From Kaiser Permanente Bernard J. Tyson School of Medicine:

Putting Pride in Focus

KPSOM takes part in monthlong celebrations recognizing LGBTQ+ community

July 01, 2022

Photo illustration of Pride flag

Throughout June, Kaiser Permanente Bernard J. Tyson School of Medicine students, faculty, staff, and leadership recognized Pride Month by participating in events and activities that brought together members of the LGBTQ+ community and allies to inform, entertain, and celebrate.
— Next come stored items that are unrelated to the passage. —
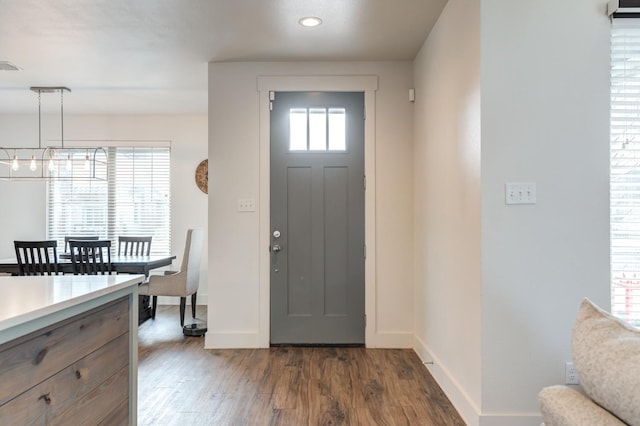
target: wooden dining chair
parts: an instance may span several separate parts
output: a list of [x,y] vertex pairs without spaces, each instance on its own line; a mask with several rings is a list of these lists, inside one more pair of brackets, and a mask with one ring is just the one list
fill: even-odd
[[74,275],[111,275],[110,240],[69,240]]
[[118,237],[118,256],[149,256],[152,237]]
[[64,237],[64,252],[65,252],[65,253],[69,253],[69,241],[70,241],[70,240],[78,240],[78,241],[85,241],[85,240],[88,240],[88,241],[96,241],[96,240],[99,240],[99,239],[100,239],[100,237],[99,237],[99,236],[97,236],[97,235],[92,235],[92,236],[90,236],[90,237],[85,237],[85,236],[82,236],[82,237],[73,237],[73,236],[67,235],[67,236],[65,236],[65,237]]
[[58,275],[58,242],[14,241],[18,275]]

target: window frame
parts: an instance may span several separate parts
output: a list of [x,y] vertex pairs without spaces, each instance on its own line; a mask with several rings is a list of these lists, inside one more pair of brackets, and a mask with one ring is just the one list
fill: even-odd
[[640,326],[640,54],[634,48],[640,51],[640,19],[614,19],[609,140],[611,312]]
[[[93,141],[94,144],[101,141]],[[102,141],[103,142],[103,141]],[[86,141],[82,142],[84,145]],[[46,235],[48,239],[58,241],[60,252],[64,251],[64,236],[89,236],[96,235],[98,230],[101,239],[110,239],[117,242],[118,236],[152,236],[151,255],[168,255],[171,253],[171,143],[169,141],[159,142],[111,142],[100,144],[109,154],[109,177],[106,182],[95,182],[91,184],[80,182],[75,183],[78,186],[89,188],[95,191],[95,188],[101,193],[95,196],[96,200],[102,201],[103,204],[97,209],[102,210],[102,218],[93,219],[99,226],[88,223],[88,228],[77,233],[69,228],[69,224],[65,223],[69,218],[56,217],[56,212],[52,209],[58,208],[58,205],[64,206],[66,201],[54,201],[54,192],[56,185],[63,185],[61,182],[49,181],[46,187]],[[118,162],[120,156],[129,156],[133,159],[128,163],[122,159]],[[119,171],[119,173],[118,173]],[[120,180],[118,180],[120,175]],[[140,183],[142,179],[142,183]],[[100,187],[100,185],[103,187]],[[67,183],[69,185],[69,183]],[[67,193],[73,193],[74,183],[68,189]],[[64,186],[64,185],[63,185]],[[58,187],[59,188],[59,187]],[[141,188],[146,188],[140,192]],[[123,193],[123,190],[125,193]],[[64,191],[62,191],[64,195]],[[92,196],[89,201],[92,202]],[[126,207],[125,207],[126,206]],[[123,209],[128,209],[123,213]],[[66,207],[69,211],[68,207]],[[149,209],[153,209],[162,216],[158,216],[157,223],[149,222],[145,218]],[[89,209],[91,210],[91,209]],[[134,214],[132,214],[132,212]],[[88,214],[88,210],[83,208],[81,215]],[[97,214],[97,212],[94,212]],[[72,213],[74,214],[74,213]],[[127,221],[128,217],[131,221]],[[122,218],[125,218],[124,222]],[[62,221],[62,225],[56,225],[55,221]],[[131,230],[125,231],[123,227]],[[89,229],[94,228],[94,229]],[[112,250],[117,251],[117,244],[112,244]]]

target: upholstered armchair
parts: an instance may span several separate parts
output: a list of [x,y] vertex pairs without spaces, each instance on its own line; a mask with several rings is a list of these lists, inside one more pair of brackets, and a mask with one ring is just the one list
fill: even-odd
[[184,312],[187,296],[191,296],[191,314],[196,317],[196,299],[200,282],[200,259],[204,232],[202,229],[189,229],[179,271],[166,271],[165,275],[151,275],[149,281],[139,288],[142,295],[153,296],[151,318],[156,317],[158,296],[176,296],[180,298],[180,325],[184,325]]

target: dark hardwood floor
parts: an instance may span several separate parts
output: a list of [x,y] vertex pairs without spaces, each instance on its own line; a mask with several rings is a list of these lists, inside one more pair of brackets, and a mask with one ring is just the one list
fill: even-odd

  • On June 6, KPSOM MedPride held its Pride Month opening celebration and lunch. The special event, for the entire school community, featured remarks from Vivienne Hau, an admissions interviewer and Ophthalmology Student Interest Group Co-Advisor. Attendees took part in quilt-making, a photo booth, and music by queer artists on the rooftop of the Medical Education Building.
  • The 2022 KPSOM Pride Month 5K Charity Run/Walk, sponsored by the MedPride Student Affinity Group and the Student Well-Being Committee,  was held on Saturday, June 11 at the Rose Bowl in Pasadena, and was open to all KPSOM community members. Instead of paying registration fees, participants were encouraged to make donations to local non-profit organizations supporting LGBTQ+ communities in the greater Los Angeles area, with the goal of raising $5,000 in donations.
  • Founding Dean and CEO Mark A. Schuster, MD, PhD, advocated for an end to the FDA’s longstanding policy banning gay men from donating blood in an editorial published in USA Today  on June 13, and marking World Blood Donor Day on June 14. A pediatrician and father of two, Schuster shared his personal story of how he and his husband were unable to provide a blood transfusion for their child due to the discriminatory policy. “It wasn’t because we didn’t have the right blood type, but because of the type of people we are: gay men,” Schuster wrote. He urged the FDA to remove the ban as the nation experiences the worst blood shortage in more than a decade, and to follow science-based reforms that allow more people to safely donate to the blood supply.
  • The Dean also used his biweekly schoolwide emails in June to promote The Outlist, a KPSOM tool that provides visibility to LGBTQ+ members of the school community; to share a New York Times article  on John Fryer, a psychiatrist whose masked speech as “Dr. Henry Anonymous” at the 1972 American Psychiatric Association convention paved the way for homosexuality to be removed from the list of mental disorders; and to recommend the Netflix series Heartstopper , which follows the relationship between a pair of teen boys, and features storylines related to intersectionality, being a transgender woman, and being a lesbian couple in high school, and also intense topics like bullying, homophobia, and coming out.
  • On the evening of June 24, MedPride hosted its QT Coffeehouse Open Mic Night at the Medical Education Building. Attendees shared poetry, music, and community.
  • The KPSOM Speaker Series welcomed Craig Thompson, CEO of APLA Health, for a presentation co-sponsored by MedPride and the LGBTQ faculty and staff affinity group, along with the Office of Academic and Community Affairs, on June 27. Thompson’s talk included an overview of the history of the AIDS epidemic and homophobia in medicine.